What about cache issues ? I mean, if you have an array of 1million elements, access 1000 of them more or less randomly, wouldn’t it be slower than accessing 1000 sequential elements due to cache hits ?

Y.

Do you mean CPU cache or GPU cache.
Because according to what I understood of how vertex arrays work (but I may be completely wrong again), the graphics card accesses directly the AGP memory.
Plus GPU vertex cache is very small (10 vertices?) so it is only useful when you have redundancy on short periodicity (like say when using triangle strips) which my method does not affect.

I’m talking of the kind of memory where the VA are… like CPU if the vertex array is in RAM, and GPU if you stored it on video or AGP memory. I wasn’t talking of vertex cache. By the way, AGP and video memory has no cache at all, so wouldn’t the performances be horrible if you put the vertex array in video/AGP memory and access it randomly ?

Y.

Originally posted by Ysaneya:
By the way, AGP and video memory has no cache at all, so wouldn’t the performances be horrible if you put the vertex array in video/AGP memory and access it randomly ?

Yes. If you’re going to write to AGP memory, you should do it sequentially and not randomly. If you need random access, I suspect it would be better to keep one buffer in system RAM on which you perform the random updates. You can then sequentially copy this buffer to another one in AGP mem, which you use for the rendering.

  • Tom

If that is a problem, it only occurs when I load a new object in my large vertex arrays.
By the way, when I copy data to my arrays, I always copy one large block at a time (like a big memcpy, I guess that’s what you mean by writting sequentially), unless my arrays are very fragmented, then, I agree performance can suffer, so I will probably have to defragment the arrays.

Then, dereferencing the arrays with glDrawElements is always a random operation to some extent (with glDrawElements your index array rarely is {0, 1, 2, 3…}).

And for the moment I don’t use AGP memory (but I probably will), so all the data is still in RAM. But I cannot see how there would be more CPU cache problems with my method than if you refill your arrays every time you render a new object or if you change the pointers.

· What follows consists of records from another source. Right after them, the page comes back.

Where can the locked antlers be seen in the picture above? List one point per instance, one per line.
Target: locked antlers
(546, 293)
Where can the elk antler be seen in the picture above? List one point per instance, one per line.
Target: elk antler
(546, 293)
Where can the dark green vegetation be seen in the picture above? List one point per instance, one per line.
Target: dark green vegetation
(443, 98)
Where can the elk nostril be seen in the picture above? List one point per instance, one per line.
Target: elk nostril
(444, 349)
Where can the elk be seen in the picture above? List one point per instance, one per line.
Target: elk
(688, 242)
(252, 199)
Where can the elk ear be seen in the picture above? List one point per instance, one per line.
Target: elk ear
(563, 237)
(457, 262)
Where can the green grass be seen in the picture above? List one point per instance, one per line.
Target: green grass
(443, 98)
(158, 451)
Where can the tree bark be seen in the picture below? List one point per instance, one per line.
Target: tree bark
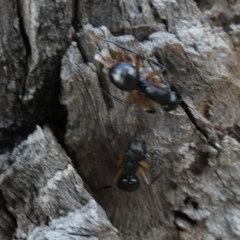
(60, 133)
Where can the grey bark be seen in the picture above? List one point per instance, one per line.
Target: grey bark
(49, 77)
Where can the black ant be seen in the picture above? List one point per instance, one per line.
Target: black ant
(126, 77)
(129, 164)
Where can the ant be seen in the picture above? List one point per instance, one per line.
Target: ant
(126, 77)
(129, 164)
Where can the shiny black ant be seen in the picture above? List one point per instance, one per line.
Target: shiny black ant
(126, 77)
(131, 163)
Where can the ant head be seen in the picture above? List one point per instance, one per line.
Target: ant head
(124, 76)
(128, 183)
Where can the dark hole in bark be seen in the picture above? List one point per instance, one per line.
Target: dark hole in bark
(204, 5)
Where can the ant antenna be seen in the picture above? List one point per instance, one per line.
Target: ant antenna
(139, 56)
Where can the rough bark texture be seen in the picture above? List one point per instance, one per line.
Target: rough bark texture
(49, 77)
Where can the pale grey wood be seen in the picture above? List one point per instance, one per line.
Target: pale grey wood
(58, 83)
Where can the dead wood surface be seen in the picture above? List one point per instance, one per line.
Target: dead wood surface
(58, 129)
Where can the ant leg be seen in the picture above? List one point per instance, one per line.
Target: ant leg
(141, 57)
(118, 175)
(152, 74)
(120, 160)
(142, 173)
(144, 164)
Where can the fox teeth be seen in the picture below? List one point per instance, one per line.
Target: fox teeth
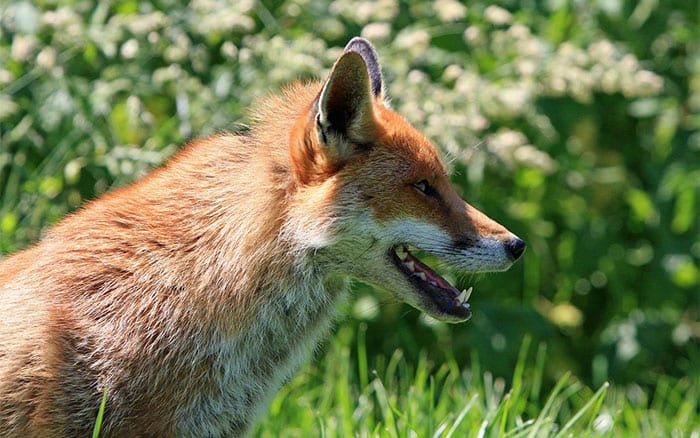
(401, 252)
(464, 296)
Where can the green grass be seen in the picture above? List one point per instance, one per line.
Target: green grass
(345, 393)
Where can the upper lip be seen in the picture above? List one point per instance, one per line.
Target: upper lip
(441, 293)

Writing is not the problem. If the idea is to have one huge unique vertex array for your whole scene, assuming you put it in AGP memory, and only random elements of it are used in a glDrawElements call, the problem is reading from AGP memory. I guess this read will be done by the hardware or the driver, but it’s still unsequential access… that’s what i fear the most.
Really, writing is not a problem, since with this method you create the VA once.

Y.

What I don’t understand is how it could be a sequential read at all if using glDrawElements?
Assuming you use glDrawElements (which seems to be the most used and most optimised method) with an array containing 10K entries. Your index array may reference the entry 0, then the entry 9999. Doesn’t look very sequential to me.
But I’m probably missing something important here, am I?